September 15, 2023
The winners of this year's Ig Nobel Prizes, which celebrate the unusual and aim to spark interest in science, medicine, and technology, covered a range of quirky topics including the number of nostril hair, dead spiders and licking of rocks.
The 33rd Ig Nobel Prize ceremony, held virtually, featured Nobel laureates awarding prizes to researchers from 22 countries, including the United States, the United Kingdom, and China.
Geologist Jan Zalasiewicz received the Chemistry and Geology Prize for his investigation into why scientists like to lick rocks. He demonstrated this by licking a 400 million-year-old trilobite, explaining that it helps identify the rock's type when wet.
The Literature Prize went to researchers who explored the concept of "jamais vu," the feeling of finding a familiar thing unfamiliar when repeated in language. They discovered that about two-thirds of people felt "peculiar" after repeating the same word around 30 times.
A team from Rice University won the Mechanical Engineering Prize for reanimating dead spiders to use as mechanical gripping tools, capable of grasping objects up to 130% of their weight.
The Medicine Prize was awarded for research into the number of nose hairs in each nostril.

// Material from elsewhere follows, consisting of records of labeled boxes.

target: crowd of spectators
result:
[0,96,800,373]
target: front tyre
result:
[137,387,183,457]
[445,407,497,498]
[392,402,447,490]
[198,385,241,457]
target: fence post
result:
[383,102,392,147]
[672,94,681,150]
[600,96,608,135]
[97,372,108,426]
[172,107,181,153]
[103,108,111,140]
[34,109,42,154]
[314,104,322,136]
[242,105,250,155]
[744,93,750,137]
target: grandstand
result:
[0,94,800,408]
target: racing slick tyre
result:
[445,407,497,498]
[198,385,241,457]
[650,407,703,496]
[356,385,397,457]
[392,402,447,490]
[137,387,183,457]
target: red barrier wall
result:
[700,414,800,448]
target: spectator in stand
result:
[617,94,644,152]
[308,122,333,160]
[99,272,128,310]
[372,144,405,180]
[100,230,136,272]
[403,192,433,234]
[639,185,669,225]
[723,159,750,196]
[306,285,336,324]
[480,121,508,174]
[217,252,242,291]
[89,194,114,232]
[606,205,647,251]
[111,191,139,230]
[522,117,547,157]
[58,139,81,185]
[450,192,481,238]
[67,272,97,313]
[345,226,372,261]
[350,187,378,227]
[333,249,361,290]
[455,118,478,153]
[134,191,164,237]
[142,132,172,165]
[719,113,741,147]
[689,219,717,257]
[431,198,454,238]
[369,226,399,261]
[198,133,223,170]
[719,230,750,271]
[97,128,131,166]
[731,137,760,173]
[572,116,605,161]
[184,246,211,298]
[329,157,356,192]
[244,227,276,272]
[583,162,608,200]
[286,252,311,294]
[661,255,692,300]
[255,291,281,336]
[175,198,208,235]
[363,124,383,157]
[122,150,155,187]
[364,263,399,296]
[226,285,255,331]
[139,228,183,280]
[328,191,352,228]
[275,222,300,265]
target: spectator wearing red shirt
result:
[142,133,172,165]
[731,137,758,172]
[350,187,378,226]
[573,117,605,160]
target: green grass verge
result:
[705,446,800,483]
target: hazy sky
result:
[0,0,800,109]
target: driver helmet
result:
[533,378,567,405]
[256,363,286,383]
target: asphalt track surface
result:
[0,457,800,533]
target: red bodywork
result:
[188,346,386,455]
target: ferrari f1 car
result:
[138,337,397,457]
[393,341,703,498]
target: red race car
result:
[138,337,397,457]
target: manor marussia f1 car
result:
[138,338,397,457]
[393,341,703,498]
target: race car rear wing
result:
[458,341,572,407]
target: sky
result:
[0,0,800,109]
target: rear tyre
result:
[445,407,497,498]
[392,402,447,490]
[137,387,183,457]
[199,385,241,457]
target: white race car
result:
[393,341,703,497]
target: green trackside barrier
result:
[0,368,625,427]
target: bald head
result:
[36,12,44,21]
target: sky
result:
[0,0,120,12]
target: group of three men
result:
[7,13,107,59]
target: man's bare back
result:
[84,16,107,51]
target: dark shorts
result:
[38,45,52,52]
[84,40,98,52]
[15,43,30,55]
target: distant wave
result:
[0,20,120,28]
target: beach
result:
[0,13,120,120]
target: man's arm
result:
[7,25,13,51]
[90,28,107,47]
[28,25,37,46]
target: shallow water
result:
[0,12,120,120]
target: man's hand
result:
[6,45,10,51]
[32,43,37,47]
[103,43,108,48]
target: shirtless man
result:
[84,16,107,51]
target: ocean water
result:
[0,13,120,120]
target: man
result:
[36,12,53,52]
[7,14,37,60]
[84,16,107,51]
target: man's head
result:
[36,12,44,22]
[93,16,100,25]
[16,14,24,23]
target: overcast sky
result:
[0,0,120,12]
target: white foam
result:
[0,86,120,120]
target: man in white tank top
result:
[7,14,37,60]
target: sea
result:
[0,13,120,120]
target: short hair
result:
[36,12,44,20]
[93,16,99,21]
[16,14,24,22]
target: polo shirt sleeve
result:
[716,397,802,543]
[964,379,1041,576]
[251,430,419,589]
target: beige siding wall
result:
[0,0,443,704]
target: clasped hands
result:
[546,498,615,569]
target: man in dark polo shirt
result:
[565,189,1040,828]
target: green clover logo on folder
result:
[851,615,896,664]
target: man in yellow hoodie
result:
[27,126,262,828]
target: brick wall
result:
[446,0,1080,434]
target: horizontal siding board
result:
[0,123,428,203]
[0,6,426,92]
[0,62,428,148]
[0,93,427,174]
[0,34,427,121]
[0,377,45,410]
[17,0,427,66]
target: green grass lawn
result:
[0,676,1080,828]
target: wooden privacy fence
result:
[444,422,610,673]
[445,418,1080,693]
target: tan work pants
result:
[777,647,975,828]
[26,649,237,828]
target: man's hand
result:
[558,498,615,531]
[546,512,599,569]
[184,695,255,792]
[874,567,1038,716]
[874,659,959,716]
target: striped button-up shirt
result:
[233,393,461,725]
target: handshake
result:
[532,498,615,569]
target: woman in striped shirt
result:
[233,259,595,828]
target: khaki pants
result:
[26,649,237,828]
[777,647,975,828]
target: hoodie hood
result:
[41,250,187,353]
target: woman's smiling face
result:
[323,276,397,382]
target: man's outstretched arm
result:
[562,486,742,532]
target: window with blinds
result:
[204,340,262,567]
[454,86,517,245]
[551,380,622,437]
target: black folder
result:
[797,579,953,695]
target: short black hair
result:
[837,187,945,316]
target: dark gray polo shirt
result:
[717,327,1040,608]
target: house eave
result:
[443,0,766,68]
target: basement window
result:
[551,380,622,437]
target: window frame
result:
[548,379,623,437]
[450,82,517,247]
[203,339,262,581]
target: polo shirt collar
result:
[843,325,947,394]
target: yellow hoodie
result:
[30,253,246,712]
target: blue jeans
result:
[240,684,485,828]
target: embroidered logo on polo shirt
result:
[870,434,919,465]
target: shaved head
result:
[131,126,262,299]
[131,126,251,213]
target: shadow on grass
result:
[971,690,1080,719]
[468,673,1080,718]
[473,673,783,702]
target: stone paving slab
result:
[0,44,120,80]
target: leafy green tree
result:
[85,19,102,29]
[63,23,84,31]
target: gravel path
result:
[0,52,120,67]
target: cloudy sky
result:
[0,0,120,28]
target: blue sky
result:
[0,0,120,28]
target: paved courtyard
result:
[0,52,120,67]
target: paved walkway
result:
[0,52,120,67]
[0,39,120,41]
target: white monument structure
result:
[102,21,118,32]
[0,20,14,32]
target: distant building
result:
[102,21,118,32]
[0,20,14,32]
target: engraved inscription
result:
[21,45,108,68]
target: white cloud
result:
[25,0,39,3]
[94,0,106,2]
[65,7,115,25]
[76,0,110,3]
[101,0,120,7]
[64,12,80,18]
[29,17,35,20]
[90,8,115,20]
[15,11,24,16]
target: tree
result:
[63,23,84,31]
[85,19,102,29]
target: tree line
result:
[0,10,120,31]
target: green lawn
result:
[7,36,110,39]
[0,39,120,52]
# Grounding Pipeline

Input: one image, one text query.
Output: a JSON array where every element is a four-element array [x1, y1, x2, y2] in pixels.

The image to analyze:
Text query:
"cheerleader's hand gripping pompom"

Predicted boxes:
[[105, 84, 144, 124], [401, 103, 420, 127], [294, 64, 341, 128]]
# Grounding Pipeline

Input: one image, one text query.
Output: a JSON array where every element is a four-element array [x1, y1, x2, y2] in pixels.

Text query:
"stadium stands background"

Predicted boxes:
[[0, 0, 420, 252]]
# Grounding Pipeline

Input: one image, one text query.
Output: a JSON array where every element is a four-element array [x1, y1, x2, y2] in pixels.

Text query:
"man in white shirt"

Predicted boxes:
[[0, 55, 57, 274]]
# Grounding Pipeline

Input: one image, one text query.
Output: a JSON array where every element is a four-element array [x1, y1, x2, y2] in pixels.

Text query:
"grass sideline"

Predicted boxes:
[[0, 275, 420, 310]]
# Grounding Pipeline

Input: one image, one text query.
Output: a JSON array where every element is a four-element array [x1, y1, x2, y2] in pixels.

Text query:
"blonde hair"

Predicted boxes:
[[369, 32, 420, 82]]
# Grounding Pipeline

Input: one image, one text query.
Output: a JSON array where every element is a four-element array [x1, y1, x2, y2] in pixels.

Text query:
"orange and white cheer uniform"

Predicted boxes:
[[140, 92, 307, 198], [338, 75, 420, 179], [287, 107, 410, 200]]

The team found that the average person has around 120 nose hairs in their left nostril and 112 in their right. This study will help investigate how alopecia, a condition causing hair loss, affects the immune systems of individuals due to a lack of nose hairs.
The Ig Nobel Communication Prize recognized research into brain activity when a person speaks backwards.
The Public Health Prize went to urologist Seung-min Park, who invented the Stanford Toilet, which identifies users by their "analprint."
Japanese scientists Homei Miyashita and Hiromi Nakamura received the Nutrition Prize for their study on how electrification affects food taste, finding it increased users' perception of saltiness.
Psychologists Stanley Milgram, Leonard Bickman, and Lawrence Berkowitz were awarded the Psychology Prize for studying why members of a crowd look up when they see others doing so.
The Education Prize was for research into how teachers' boredom affects students in a classroom.
Lastly, the Physics Prize recognized a team's investigation into how the sexual activity of anchovies impacts ocean-water mixing and the global circulation of ocean currents.
The ceremony featured mini-non-opera songs about water and an annual paper plane-throwing event. The researchers will have the opportunity to meet at a companion Ig Nobel Face-to-Face event in Cambridge, Massachusetts, in November, where more songs and paper planes are expected.